Par Tom Arthurs
Trompettiste, sociologue, compositeur, pédagogue, écrivain
Université d’Edimbourg
Pour mon doctorat, récemment achevé à l’université d’Edimbourg, j’ai concentré mes recherches sur sur la scène de musique improvisée à Berlin, en 2012 et 2013. Une communauté de quelque 1 200 artistes, 1 000 concerts et 150 lieux.
Malgré des incursions occasionnelles de plus en plus nombreuses dans le champ du (relativement) grand public (comme le New Music Festival Maerzmusik ou le Jazzfest Berlin), l’activité de cette scène reste essentiellement à l’écart de la culture dominante, dans un réseau de lieux difficiles à trouver, des espaces bricolés à partir d’anciens squats, de boucheries et même d’un bordel, avec des enregistrements diffusés lors des concerts, via des labels et des stations de radio Internet dirigés par des musiciens (par opposition à Amazon.com et aux magasins de disques).
à Berlin, un public restreint mais assidu d’homologues musiciens, d’amis, de famille et d’auditeurs experts fréquente ces concerts (avec une jauge
caractéristique de 25 à 40 personnes à l’époque), et un désaccord important existe entre ceux qui croient que leur musique est faite pour tout le monde (ils sont persuadés que toucher un large public n’est qu’une question de temps) et ceux qui se satisfont de savoir qu’elle n’existe que pour un public restreint de « connaisseurs » triés sur le volet.

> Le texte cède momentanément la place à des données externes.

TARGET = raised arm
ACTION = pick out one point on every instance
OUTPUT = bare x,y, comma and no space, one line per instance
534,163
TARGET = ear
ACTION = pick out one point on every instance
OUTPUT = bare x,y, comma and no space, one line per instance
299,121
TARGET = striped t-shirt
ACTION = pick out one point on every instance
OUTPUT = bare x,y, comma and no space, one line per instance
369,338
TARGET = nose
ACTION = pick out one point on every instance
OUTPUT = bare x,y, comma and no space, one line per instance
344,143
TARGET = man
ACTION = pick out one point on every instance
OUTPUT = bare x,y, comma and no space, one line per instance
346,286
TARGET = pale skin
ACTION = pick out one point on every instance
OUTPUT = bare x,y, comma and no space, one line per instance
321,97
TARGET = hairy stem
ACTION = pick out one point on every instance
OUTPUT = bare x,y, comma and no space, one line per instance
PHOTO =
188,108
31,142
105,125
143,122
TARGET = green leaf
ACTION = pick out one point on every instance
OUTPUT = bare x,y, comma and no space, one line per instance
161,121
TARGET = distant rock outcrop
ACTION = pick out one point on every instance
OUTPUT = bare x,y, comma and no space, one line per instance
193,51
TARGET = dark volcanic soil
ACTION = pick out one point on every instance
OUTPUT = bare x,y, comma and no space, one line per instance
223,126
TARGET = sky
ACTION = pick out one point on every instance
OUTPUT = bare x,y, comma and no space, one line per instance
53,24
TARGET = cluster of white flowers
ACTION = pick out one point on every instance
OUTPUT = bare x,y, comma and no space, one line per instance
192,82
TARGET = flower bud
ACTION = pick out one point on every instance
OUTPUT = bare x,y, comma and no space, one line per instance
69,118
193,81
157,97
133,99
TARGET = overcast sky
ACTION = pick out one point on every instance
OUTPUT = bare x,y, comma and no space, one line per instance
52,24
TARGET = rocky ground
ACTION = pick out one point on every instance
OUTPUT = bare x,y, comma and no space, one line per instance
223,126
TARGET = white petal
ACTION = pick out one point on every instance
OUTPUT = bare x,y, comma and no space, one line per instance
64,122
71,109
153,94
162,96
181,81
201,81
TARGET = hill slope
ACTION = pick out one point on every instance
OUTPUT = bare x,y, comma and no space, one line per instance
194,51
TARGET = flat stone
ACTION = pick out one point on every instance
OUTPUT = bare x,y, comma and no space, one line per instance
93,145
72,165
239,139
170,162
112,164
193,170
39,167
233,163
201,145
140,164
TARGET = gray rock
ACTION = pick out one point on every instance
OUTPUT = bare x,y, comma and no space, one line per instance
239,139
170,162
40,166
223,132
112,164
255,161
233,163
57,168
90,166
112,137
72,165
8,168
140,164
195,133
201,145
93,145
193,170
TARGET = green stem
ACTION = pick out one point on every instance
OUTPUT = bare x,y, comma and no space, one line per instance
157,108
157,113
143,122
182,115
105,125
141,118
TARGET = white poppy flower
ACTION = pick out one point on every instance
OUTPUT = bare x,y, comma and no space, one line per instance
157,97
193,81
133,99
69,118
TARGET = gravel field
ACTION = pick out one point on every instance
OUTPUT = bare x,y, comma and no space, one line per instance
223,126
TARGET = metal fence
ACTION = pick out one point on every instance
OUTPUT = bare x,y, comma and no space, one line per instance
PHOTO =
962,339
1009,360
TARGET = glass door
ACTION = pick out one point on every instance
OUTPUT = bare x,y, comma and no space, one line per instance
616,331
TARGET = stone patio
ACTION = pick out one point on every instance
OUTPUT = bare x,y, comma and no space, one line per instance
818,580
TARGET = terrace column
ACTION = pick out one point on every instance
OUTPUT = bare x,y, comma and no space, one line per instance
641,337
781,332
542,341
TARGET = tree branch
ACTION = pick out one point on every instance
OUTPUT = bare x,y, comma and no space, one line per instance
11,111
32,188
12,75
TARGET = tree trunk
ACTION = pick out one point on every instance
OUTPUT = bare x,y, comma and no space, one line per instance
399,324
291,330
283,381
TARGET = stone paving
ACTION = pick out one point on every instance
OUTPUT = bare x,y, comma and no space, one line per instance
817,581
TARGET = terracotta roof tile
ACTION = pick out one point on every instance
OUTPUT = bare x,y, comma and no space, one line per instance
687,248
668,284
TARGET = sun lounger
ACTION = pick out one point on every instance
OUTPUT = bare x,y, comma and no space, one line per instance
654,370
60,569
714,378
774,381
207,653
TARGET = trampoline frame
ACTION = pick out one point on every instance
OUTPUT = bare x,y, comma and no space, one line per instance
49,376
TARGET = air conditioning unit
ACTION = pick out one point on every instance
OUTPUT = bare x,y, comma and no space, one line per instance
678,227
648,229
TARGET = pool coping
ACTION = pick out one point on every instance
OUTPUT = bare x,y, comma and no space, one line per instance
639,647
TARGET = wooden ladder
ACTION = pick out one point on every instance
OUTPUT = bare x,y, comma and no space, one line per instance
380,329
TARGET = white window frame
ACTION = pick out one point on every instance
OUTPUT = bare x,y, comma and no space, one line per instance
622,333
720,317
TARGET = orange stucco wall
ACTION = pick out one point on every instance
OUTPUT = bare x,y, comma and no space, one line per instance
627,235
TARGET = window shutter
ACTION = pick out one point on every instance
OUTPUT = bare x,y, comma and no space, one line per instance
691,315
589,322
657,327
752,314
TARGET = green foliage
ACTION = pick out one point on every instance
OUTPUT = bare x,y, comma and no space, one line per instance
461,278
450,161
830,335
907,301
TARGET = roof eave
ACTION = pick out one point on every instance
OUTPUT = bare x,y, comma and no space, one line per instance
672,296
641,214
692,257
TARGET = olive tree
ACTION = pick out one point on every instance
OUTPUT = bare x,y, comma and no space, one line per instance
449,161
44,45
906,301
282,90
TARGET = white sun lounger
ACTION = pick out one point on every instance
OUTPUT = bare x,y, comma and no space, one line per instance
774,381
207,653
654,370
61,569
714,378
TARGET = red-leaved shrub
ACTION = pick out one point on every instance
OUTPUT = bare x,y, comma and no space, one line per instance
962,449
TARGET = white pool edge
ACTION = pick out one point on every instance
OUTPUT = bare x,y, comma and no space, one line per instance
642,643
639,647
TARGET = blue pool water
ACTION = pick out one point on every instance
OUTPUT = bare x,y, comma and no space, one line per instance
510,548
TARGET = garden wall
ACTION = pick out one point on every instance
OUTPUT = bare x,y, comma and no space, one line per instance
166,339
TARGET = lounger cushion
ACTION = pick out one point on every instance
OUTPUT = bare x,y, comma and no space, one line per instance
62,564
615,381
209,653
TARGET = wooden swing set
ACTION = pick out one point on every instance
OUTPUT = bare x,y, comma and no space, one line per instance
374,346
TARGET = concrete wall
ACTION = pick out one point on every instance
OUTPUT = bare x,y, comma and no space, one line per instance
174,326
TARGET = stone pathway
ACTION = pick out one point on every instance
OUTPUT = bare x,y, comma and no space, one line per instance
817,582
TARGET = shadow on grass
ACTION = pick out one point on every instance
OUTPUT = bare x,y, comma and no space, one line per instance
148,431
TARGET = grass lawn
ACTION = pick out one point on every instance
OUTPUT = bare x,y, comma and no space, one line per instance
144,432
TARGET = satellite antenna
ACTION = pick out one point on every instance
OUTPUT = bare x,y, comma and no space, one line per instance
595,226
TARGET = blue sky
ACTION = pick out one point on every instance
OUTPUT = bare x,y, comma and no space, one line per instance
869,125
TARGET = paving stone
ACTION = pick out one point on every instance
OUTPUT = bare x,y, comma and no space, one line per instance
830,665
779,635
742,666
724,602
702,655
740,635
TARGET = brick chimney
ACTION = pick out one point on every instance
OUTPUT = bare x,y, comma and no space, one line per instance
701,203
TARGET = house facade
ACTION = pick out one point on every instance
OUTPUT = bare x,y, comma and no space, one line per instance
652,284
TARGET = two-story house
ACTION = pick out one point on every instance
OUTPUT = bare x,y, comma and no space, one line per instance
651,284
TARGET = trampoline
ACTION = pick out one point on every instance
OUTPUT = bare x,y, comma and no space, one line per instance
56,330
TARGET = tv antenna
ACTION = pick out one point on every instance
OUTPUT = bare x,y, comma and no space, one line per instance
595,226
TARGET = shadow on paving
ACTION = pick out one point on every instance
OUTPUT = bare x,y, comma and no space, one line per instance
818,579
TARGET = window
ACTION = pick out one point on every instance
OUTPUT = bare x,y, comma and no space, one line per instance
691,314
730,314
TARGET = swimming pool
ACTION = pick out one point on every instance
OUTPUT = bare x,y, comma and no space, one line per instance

Les amis non-musiciens que j’invitais aux concerts étaient souvent découragés par le côté exclusif de cette scène (commentaire de l’un d’entre eux : « Je dirais que 90% des auditeurs sont eux-mêmes dans le courant de la musique improvisée ; une ou deux personnes sont des amis d’amis, et enfin, il y a moi ! »). Ces mêmes amis étaient décontenancés par l’absence de tout autre sujet de discussion à l’issue de ces concerts.
à l’image des différences de point de vue entre musiciens improvisateurs, deux pôles de pensée semblent généralement se dégager quant à l’analyse et la manière d’apprécier des formes d’art soi-disant « difficiles » (comme la musique contemporaine, l’expressionnisme abstrait ou les films de la Nouvelle Vague).
Une partie importante des musiciens que j’ai interrogé soutiennent que l’« énergie » de la musique devrait être suffisante pour captiver tous ceux dont les oreilles, les esprits et les âmes sont suffisamment « ouverts », et que ceux qui ne « pigent pas » sont en quelque sorte « coincés », voire stupides.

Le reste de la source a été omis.